Comme trois millions de ses compatriotes du Panama, Yairo Glaize Yau rêve de voir son pays disputer enfin la première Coupe du Monde de la FIFA™ de son histoire. L'attaquant a bien du mal à masquer son émotion, dès que l'on évoque en sa présence la phase finale du grand rendez-vous mondial. Au fil des ans, cette qualification a fini par prendre des allures de quête du Graal dans l'imaginaire des habitants de ce petit pays d'Amérique centrale.

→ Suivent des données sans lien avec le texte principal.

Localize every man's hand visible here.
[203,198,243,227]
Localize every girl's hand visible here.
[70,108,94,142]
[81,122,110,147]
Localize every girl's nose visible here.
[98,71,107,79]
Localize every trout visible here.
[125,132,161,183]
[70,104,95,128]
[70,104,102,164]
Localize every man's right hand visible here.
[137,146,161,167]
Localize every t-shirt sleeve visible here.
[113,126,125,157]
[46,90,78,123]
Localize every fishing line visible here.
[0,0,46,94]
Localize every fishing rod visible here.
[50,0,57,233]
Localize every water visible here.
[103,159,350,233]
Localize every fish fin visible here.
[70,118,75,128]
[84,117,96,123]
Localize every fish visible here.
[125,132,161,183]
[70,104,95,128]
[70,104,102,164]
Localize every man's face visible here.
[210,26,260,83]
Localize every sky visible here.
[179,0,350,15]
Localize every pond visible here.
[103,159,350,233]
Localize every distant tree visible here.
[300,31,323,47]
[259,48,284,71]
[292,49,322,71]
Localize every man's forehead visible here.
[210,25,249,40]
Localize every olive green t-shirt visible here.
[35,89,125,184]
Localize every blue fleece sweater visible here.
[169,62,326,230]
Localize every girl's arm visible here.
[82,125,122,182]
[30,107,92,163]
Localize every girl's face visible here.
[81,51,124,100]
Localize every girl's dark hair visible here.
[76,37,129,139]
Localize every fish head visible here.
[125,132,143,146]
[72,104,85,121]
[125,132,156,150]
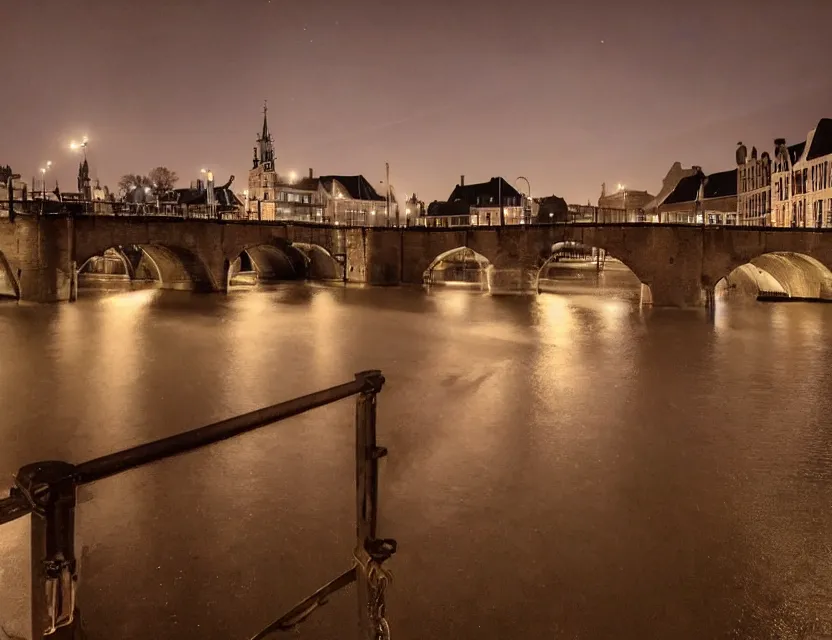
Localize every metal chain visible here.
[367,560,390,640]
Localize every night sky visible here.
[6,0,832,203]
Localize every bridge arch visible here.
[292,242,344,280]
[76,244,220,291]
[422,246,492,290]
[714,251,832,300]
[535,240,653,305]
[226,239,308,284]
[0,251,20,300]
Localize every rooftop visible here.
[808,118,832,160]
[703,169,737,198]
[318,176,387,202]
[662,173,703,204]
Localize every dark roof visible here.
[806,118,832,160]
[319,176,387,202]
[662,173,704,204]
[789,140,806,164]
[173,187,242,207]
[448,178,520,206]
[703,169,737,198]
[534,196,569,215]
[427,200,470,216]
[277,178,321,191]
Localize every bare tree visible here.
[118,173,150,195]
[147,167,179,198]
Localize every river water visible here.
[0,270,832,640]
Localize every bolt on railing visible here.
[0,371,396,640]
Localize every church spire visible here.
[255,102,274,171]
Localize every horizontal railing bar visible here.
[0,495,32,526]
[75,372,374,485]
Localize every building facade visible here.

Sous la houlette de Julio Dely Valdes, les Canaleros ont pourtant réalisé d'énormes progrès. Pendant quelques semaines, l'exploit semblait même à portée de main. Mais les ambitions panaméennes ont subi un véritable coup d'arrêt avec la défaite concédée au Mexique. En marquant dans les derniers instants, El Tri a remporté trois points extrêmement précieux. Ce 15 octobre, tous les supporters panaméens présents au stade Rommel Fernandez espèrent assister au dernier baroud d'honneur de leurs favoris. Pour gagner le droit d'affronter la Nouvelle-Zélande en barrage intercontinental, les Canaleros doivent impérativement battre les États-Unis, en espérant que les Mexicains mordront la poussière au Costa Rica.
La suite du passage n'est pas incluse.